Вася усмехнулся и, сплюнув окурок, головой мотнул в сторону трехлитровой банки с водой, стоявшей у колеса.
– Полей маленечко на руки, вот так, хорошо. – Он провел грязной рукой по затылку. – Вот пекло. В баню идти придется. Ничего, скоро уже осень, чуток жару потерпеть осталось. Ты смотри, если надо что-нибудь отвезти, только скажи.
* * *
Покупателей было мало, мяса везли еще меньше. На жаре оно мгновенно темнело, и выкладывать его на прилавок было все равно что выкинуть. Одуревшие продавщицы, казалось, вросли руками в щеки, отчаявшись перебить мух, получить выручку и, возможно, отчаявшись в самой жизни. Ринат был единственным рубщиком, не взявшим отпуск. Работы не было, и он сидел в своем закутке, прислонившись затылком к холодному кафелю, иногда отодвигаясь от нагретого места. Привычный гул рынка нисколько не мешал дремать в ожидании конца смены.
– Ринат, там мужик какой-то говеный, поговорить с тобой хочет, – возникла продавщица в проеме.
– Че ему надо?
– Вот встань да спроси! – на весь рынок выкрикнула она. – Мясом недоволен.
– Пусть в жалобную книгу напишет, – лениво ответил Ринат, снова закрывая глаза.
– Мне оно надо? Выйди, поговори, не переломишься.
В голосе ее звучал скандал, и Наташка, тяжело вздохнув, поплелся разговаривать с покупателем.
– Что привозят, то и продаем, – нехотя начал Ринат, но осекся.
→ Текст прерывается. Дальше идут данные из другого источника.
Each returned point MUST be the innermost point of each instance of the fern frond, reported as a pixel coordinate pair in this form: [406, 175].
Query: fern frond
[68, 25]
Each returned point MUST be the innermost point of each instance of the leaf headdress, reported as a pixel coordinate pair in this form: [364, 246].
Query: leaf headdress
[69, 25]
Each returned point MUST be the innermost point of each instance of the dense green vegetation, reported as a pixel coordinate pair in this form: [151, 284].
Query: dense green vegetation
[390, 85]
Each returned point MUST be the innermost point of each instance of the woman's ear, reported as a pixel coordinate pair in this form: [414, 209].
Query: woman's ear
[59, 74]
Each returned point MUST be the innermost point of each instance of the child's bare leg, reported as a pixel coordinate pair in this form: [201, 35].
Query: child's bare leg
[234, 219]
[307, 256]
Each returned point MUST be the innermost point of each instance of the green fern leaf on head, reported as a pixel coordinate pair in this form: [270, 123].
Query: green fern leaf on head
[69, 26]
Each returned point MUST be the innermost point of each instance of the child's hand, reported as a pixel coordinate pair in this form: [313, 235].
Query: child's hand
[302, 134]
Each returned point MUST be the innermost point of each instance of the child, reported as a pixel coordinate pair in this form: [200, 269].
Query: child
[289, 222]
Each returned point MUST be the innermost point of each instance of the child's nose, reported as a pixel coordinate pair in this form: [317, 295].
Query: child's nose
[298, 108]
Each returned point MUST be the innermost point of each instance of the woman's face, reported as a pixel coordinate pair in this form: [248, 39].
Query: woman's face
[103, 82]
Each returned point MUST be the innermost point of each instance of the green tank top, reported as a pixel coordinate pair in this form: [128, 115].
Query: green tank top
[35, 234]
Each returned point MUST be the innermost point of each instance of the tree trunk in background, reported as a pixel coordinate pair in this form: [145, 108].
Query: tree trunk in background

Посетитель на скандалиста не походил: пиджак при такой погоде, взгляд внимательный, глаза как будто в череп запали. – Вас что-то не устраивает?
– Много чего, по правде, – рассматривая Наташку, с улыбкой ответил мужик.
– Да оно неплохое, я с утра порубил, – начал теряться Наташка. – Просто по жаре так выглядит.
– Хорошая у тебя работа, Ахметов. – Мужик оперся на грязный прилавок и очень тихо, так, что продавщицы не могли подслушать, заговорил: – Дружный коллектив, перспективы, заработок. Не связывайся с плохой компанией, и все у тебя будет. Не сразу, но будет.
– Вы о чем?
– Не поверю, что тебе друзья не рассказали. По глазам вижу, что рассказали. Они думают, что если спрятали хорошо, то все забудут? Нет, не забудут, я по крайней мере не забуду. Все найду – и тогда по всей строгости. Тебе в это мешаться надо? Не надо, за свои ошибки каждый сам отвечает. Согласен?
– Вы кто вообще такой? – хотел построже спросить Ринат, но вышло неубедительно.
– Тоже с плохим мясом работаю, только через дорогу, – усмехнулся мужик и, откинувшись от прилавка, зашагал к выходу.
Солнце не пробивалось через облака, ровным белым потолком висевшие над Безымянкой, но свет все равно резал сонные Лехины глаза. Он быстро шагал, давясь папиросным дымом, кашлял и, наконец, выбросил, не докурив до половины. Будильник стоял на десять минут шестого, когда он выходил, была половина, за полчаса он должен был успеть.
Недосып мешался с раздражением. Из-за исправительных работ отпуск был не положен, а хотя бы в конце лета его очень хотелось. Ценность выходных повышалась в разы, и в такой день вставать еще раньше, чем обычно, было обидно.
Королев перебежал Ново-Вокзальную, пустую в этот час, и прошел через пролом в стене психиатрической клиники, заделанный арматурой и снова расшатанный многочисленными посетителями. Этот лаз много лет служил официальным входом на территорию дурдома, и изменить это было невозможно. Леха прошел мимо двухэтажного здания из красного кирпича, по асфальтовым тропинкам, вдоль корпусов, где никогда не гасят свет, и сел на лавочку перед отделением, где обычно дежурила мать. Не опоздал, успел подумать он, но закурить не успел: по дорожке шла мать в сопровождении мужчины в пижаме. Оба с занятыми руками.
– Мог бы подняться, помочь, – сказала мать, поравнявшись с лавкой. – Чего сидишь? Бери сумки.
Леха взял из рук мужика две плотные матерчатые сумки, по две двухлитровых банки в каждой. По виду явный псих, уже старый. На трясущейся голове – белый редкий пушок, все лицо – в морщинках. Он улыбнулся и обнажил рот без единого зуба.
– Поедешь в Москву, скажи, что я здесь, – то ли часто кивая, то ли не контролируя этот процесс, застенчиво попросил псих.
– Ладно, – смутившись, пообещал Леха.
– Беги в корпус, москвич, а то простынешь, – сказала мать, и дурак правда побежал легкой трусцой, покачивая в такт головой.